Wherever there are bacteria you will find bacteriophages; digestive tracts, contaminated water, and feces are usually a good start. These viruses begin their dirty work by drilling into the outer membrane of bacteria. Once completely through all of a bug's defenses, the phages inject their DNA, which essentially turns the bacterium into phage-producing factories. Eventually, the microbes become filled with so many viruses that they burst, releasing a new horde of phages into the environment.
Although much is known about phage reproduction, little is understood about how the virus initially gains entry into the bacterium. "We knew ... there must be a special protein that makes the very first opening in the outer cell membrane of the bacterial envelope," says Petr Leiman, a biophysicist at the École Polytechnique Fédérale de Lausanne in Switzerland. "But we didn't know what the very end of the structure, the business end, the tip that attacks the membrane, looks like."
So Leiman and colleagues decided to partially reverse engineer the viral tips. Their new study concerns two bacteriophages known as P2 and Φ92, viruses that target bacteria such as Salmonella and Escherichia coli. The researchers already knew which gene contained instructions for how to make P2's protein spike. And after a bit of scouring, they discovered an analogous gene in Φ92. The scientists then produced the proteins those genes encode and turned them into crystals. This allowed them to use a technique called x-ray crystallography, in which they bombard the crystals with x-rays, to get a sense of the proteins' structure.
In theory this should have been enough to give the researchers a glimpse of the elusive tip of the spike. But when they tried to model the spike using the data from the x-ray crystallography work, the tip remained invisible. To get around this problem, the researchers modified the phage's spike genes so that they only produced the portion of the protein tip that was resistant to being viewed. When they crystallized this smaller protein fragment, the x-rays were finally able to resolve its structure, and from this the team had the very first picture of the tip of the spike: a single iron atom held in place by six amino acids, forming a sharp needlelike tip—perfectly suited for piercing the outer membranes of bacteria. The team reports its findings this month in Structure.
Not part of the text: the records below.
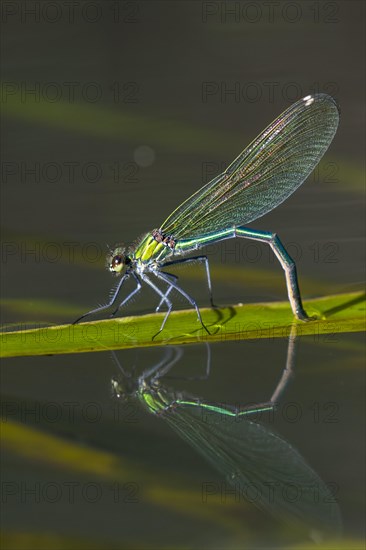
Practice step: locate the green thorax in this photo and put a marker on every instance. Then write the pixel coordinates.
(155, 400)
(149, 250)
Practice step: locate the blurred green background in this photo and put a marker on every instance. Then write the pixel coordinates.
(113, 113)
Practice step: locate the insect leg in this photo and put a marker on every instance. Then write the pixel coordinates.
(203, 259)
(137, 289)
(169, 304)
(110, 303)
(164, 277)
(286, 262)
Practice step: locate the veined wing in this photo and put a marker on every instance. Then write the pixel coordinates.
(259, 464)
(268, 171)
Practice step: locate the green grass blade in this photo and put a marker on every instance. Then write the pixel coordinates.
(336, 314)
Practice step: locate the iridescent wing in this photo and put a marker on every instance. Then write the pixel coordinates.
(259, 464)
(268, 171)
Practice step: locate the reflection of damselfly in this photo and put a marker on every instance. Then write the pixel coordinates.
(259, 464)
(265, 174)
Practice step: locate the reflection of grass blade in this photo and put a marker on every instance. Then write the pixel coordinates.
(51, 451)
(339, 313)
(258, 464)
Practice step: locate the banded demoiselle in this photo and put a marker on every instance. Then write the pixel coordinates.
(265, 174)
(257, 463)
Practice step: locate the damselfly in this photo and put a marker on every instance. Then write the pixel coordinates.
(265, 174)
(257, 464)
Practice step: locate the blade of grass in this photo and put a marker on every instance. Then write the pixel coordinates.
(335, 314)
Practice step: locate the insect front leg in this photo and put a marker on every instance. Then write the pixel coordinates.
(110, 303)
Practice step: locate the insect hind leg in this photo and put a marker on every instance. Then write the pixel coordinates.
(286, 262)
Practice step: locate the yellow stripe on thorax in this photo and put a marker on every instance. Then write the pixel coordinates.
(149, 249)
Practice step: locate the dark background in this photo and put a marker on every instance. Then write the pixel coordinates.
(112, 114)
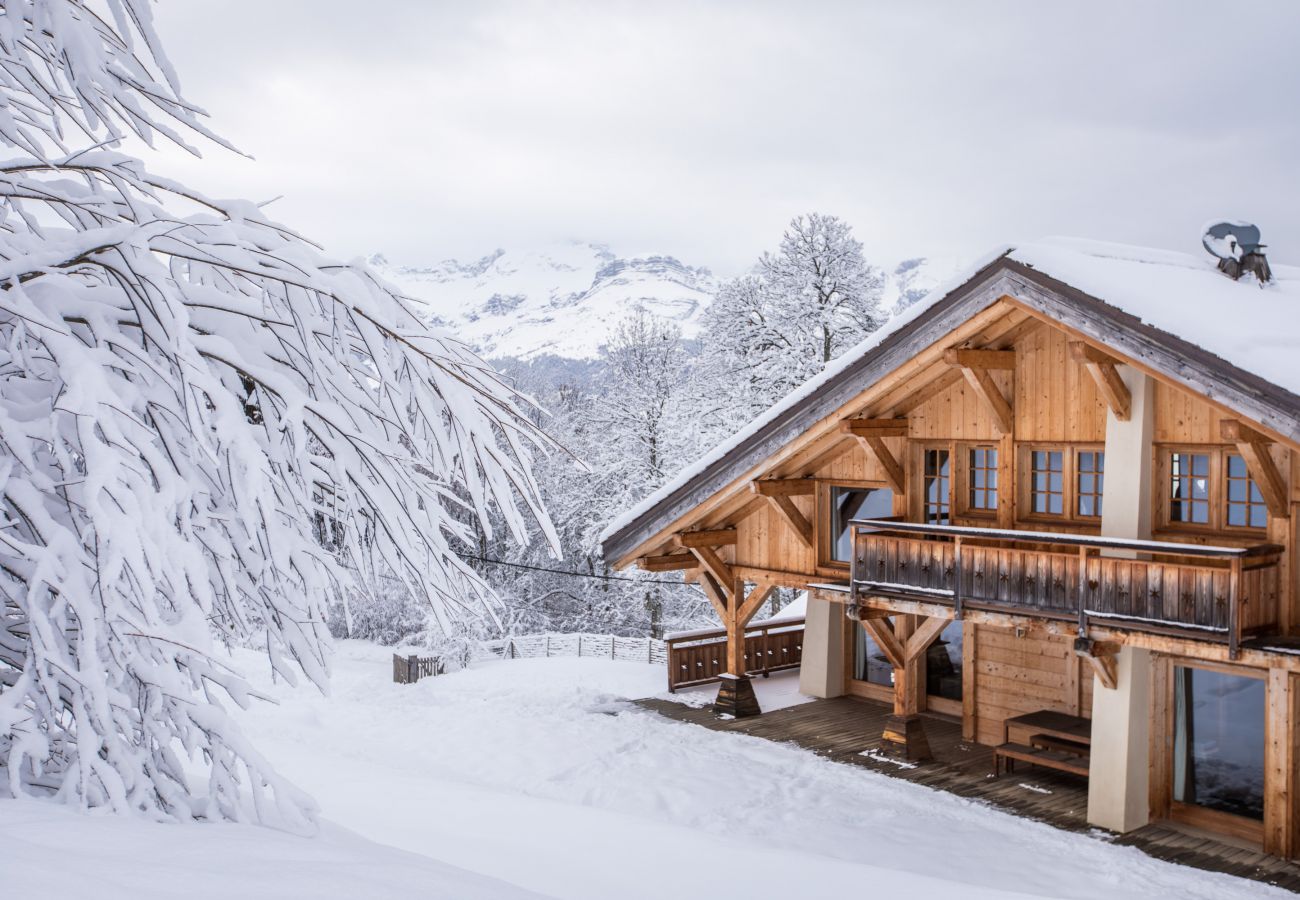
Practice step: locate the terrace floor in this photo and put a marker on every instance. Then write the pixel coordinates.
(848, 730)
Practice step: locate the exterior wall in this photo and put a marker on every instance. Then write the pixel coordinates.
(1015, 675)
(1054, 397)
(1012, 671)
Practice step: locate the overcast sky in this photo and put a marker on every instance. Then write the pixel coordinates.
(428, 130)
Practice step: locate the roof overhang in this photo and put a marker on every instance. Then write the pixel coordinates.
(1160, 353)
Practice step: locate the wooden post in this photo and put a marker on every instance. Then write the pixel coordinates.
(736, 695)
(1083, 591)
(1234, 614)
(957, 579)
(1279, 769)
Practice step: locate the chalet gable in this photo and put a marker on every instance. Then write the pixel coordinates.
(927, 350)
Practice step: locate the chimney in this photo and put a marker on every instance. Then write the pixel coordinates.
(1236, 245)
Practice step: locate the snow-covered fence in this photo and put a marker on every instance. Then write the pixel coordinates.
(411, 669)
(609, 647)
(698, 657)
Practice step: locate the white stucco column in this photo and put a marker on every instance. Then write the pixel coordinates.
(1118, 790)
(1118, 767)
(1126, 502)
(822, 670)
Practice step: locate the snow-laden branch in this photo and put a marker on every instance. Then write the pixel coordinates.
(207, 429)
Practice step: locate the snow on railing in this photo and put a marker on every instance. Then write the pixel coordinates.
(411, 669)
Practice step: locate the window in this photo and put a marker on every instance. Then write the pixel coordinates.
(1190, 488)
(944, 663)
(937, 488)
(1246, 507)
(1218, 740)
(1209, 489)
(849, 503)
(869, 661)
(1062, 483)
(1047, 481)
(1091, 472)
(982, 487)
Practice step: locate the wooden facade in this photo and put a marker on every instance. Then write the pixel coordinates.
(1015, 466)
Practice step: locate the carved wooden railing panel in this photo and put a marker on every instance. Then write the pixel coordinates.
(700, 657)
(1209, 592)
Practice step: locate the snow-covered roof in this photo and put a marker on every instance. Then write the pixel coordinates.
(1251, 327)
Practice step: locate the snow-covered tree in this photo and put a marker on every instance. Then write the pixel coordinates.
(771, 330)
(625, 420)
(827, 293)
(190, 397)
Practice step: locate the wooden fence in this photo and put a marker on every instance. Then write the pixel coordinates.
(698, 657)
(411, 669)
(528, 647)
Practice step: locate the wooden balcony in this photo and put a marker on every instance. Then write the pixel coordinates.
(1213, 593)
(700, 657)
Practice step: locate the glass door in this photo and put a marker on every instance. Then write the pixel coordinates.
(1218, 748)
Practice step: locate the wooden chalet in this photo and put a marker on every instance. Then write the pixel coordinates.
(1053, 503)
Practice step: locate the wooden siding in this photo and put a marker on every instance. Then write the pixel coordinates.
(1054, 398)
(1015, 675)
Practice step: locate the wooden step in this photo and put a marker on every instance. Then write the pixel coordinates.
(1057, 760)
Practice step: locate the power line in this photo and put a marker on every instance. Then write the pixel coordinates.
(577, 575)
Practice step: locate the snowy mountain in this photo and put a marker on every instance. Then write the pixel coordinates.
(564, 299)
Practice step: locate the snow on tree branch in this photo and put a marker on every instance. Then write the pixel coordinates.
(193, 398)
Scientists had always assumed that when phages drill their way through the outer membrane, they first have to soften it up a bit in some way, says Mark van Raaij, a biologist and virus expert at the Instituto de Biologia Molecular de Barcelona in Spain, who was not involved in the work. But the discovery of the sharp iron needle, he says, suggests that P2 and Φ92 don't need any help. "It's like driving a nail or stake through the membrane of the bacteria."
Leiman notes that findings like these could lead to new ways to combat bacteria that make people sick. As scientists reverse engineer phages, he suggests, they can isolate those parts that are most effective at killing bacteria and perhaps produce a new class of antibacterial agents.